Female: 6MWD (m) = − 0.458 + (difference in heart rate × 1.113) + [height (cm) × 3.494]; r2 = 0.387

Male: 6MWD (m) = −11.394 + (difference in heart rate × 0.692) + [height (cm) × 3.659]; r2 = 0.318

The reference equations of the 6MWD are as follows:

Female: 6MWD (m) = − 0.458 + (difference in heart rate × 1.113) + [height (cm) × 3.494]; r2 = 0.387.

Male: 6MWD (m) = − 11.394 + (difference in heart rate × 0.692) + [height (cm) × 3.659]; r2 = 0.318.
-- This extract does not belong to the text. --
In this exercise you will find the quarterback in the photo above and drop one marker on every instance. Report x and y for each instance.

Comparison with published regression equations

Comparisons between the measured 6MWD values in our subjects and predicted 6MWD values for the same age ranges from the reference equations derived in Brazilian [18], Arabian [19], Caucasian [20], Canadian [21], Chilean [22] and Korean [23] populations are shown in Table 5. The reference equations from Caucasian, Canadian and Chilean populations tend to overestimate the walking distance of our subjects, Chetta et al. [20] by 9.9 ± 54.64 m (p < 0.05), Gibbons et al. [21] by 129.1 ± 73.86 m (p < 0.05), Osses et al. [22] by 107.1 ± 46.89 m (p < 0.05), on the contrary, Brazilian and Arabian equations tend to underestimate it, Iwama et al. [18] by 17.9 ± 49.58 m (p < 0.05) and Alameri et al. [19] by 168.9 ± 45.29 m (p < 0.05). There was no significant difference in the walking distance between Korean equations and the current study, Kim et al. [23] by 4.9 ± 55.40 m (p > 0.05).
Table 5

Measured 6MWD and predicted 6MWD for the same age range based on the equations reported in previous studies

Study

Measured (m)

Predicted (m)

Measured − predicted (m)

Iwama et al. [18]

627.3 ± 52.88

609.4 ± 31.53

17.9 ± 49.58*

Alameri et al. [19]

627.3 ± 52.88

458.3 ± 22.86

168.9 ± 45.29*

Chetta et al. [20]

627.5 ± 52.65

637.4 ± 16.41

−9.9 ± 54.64*

Gibbons et al. [21]

627.5 ± 52.65

756.7 ± 38.70

−129.1 ± 73.86*

Osses et al. [22]

627.5 ± 52.65

737.4 ± 34.88

−107.1 ± 46.89*

Kim et al. [23]

625.1 ± 53.60

620.1 ± 15.8

4.9 ± 55.40

6MWD Six-minute walking distance

*p < 0.05 according to Student's t-test

Discussion

To our knowledge, this is the first study to predict the 6MWD in the healthy Chinese Han population, aged 18–30 years.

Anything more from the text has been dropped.